Start Slow. One of the biggest impediments to new runners is that fact that most newbies start too fast, get really sore and uncomfortable and just quit because it’s so hard. Encourage your friend to start with walking for 30 minutes every other day at a challenging pace until it becomes easy- usually a couple of weeks. (I’m convinced this is where our high-school gym coaches went wrong with many of us).
Gradually Incorporate Run Time. Next, start incorporating one minute of running for every 3 minutes of walking in a 30-minute workout ever other day. Remind her that she should be running at a conversational pace (she can carry on a conversation with ease while running).
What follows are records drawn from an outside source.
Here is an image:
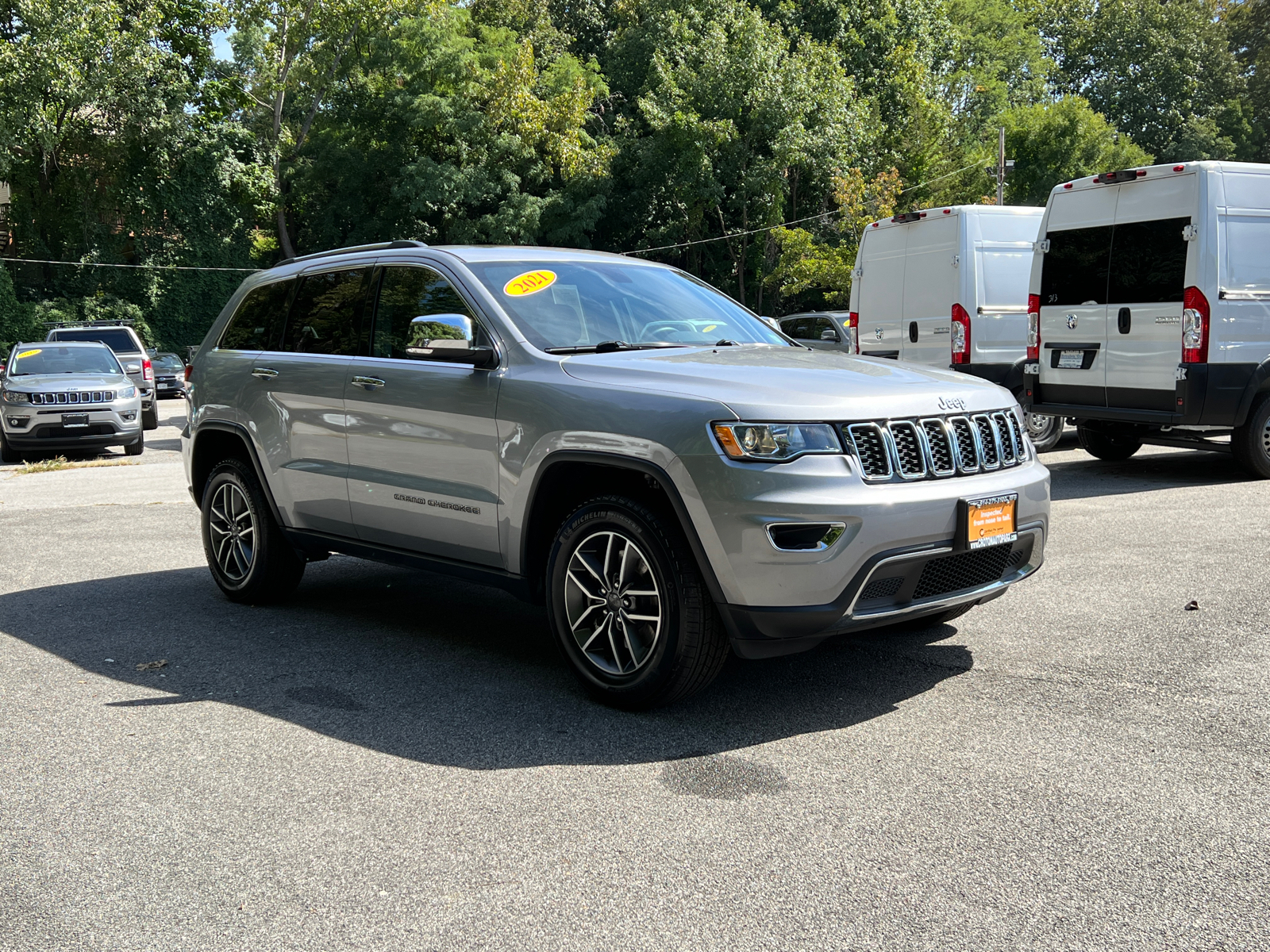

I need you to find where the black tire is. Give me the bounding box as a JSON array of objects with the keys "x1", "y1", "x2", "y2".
[
  {"x1": 1076, "y1": 423, "x2": 1141, "y2": 461},
  {"x1": 548, "y1": 497, "x2": 730, "y2": 711},
  {"x1": 0, "y1": 432, "x2": 21, "y2": 463},
  {"x1": 199, "y1": 459, "x2": 305, "y2": 605},
  {"x1": 1230, "y1": 393, "x2": 1270, "y2": 480},
  {"x1": 1024, "y1": 413, "x2": 1063, "y2": 453}
]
Share What You’ve Learned. When I first started running, Galloway’s Book of Running was my bible. Every question I had about stretching, after-workout soreness, preparing for racing, running hills…everything was covered by this book and reading it helped me stay motivated. Share your favorite running resources with your friend, whether it be a website, a magazine or a favorite book.
Help With the Gear. Shopping for running shoes for the first time can be an intimidating experience for a new runner. What should she be looking for? Where should she be shopping? What questions should she ask the sales associate? Offer to go along for the ride to your favorite store- and while you’re at it, a little bra advice is helpful too. Also, I should mention parenthetically here that if funds are available, there’s nothing more motivating than buying some cute running clothes!
Run Together. Running with someone who is new to the sport is so much fun. I thin there must be a little personal trainer in all of us. You can talk about training while you run, how she’s feeling, motivate her as you approach a hill, instruct on proper form…very fulfilling and helpful to a new runner.
Establish a Goal. We all know how important it is to be constantly establishing goals as a runner. This helps us stay motivated- regardless of experience level. Encourage your fledgling runner to pick a do-able race like a 5K and offer to help her train for it. This is a fantastic way to help your friend keep the promises she makes to herself and you can easily join her on your easy training day.
Can there be anything better than having the ability to share something truly valuable and beneficial with a friend? Use your running knowledge to help improve someone elses life. You will be totally amazed at how it increaes YOUR motivation as well!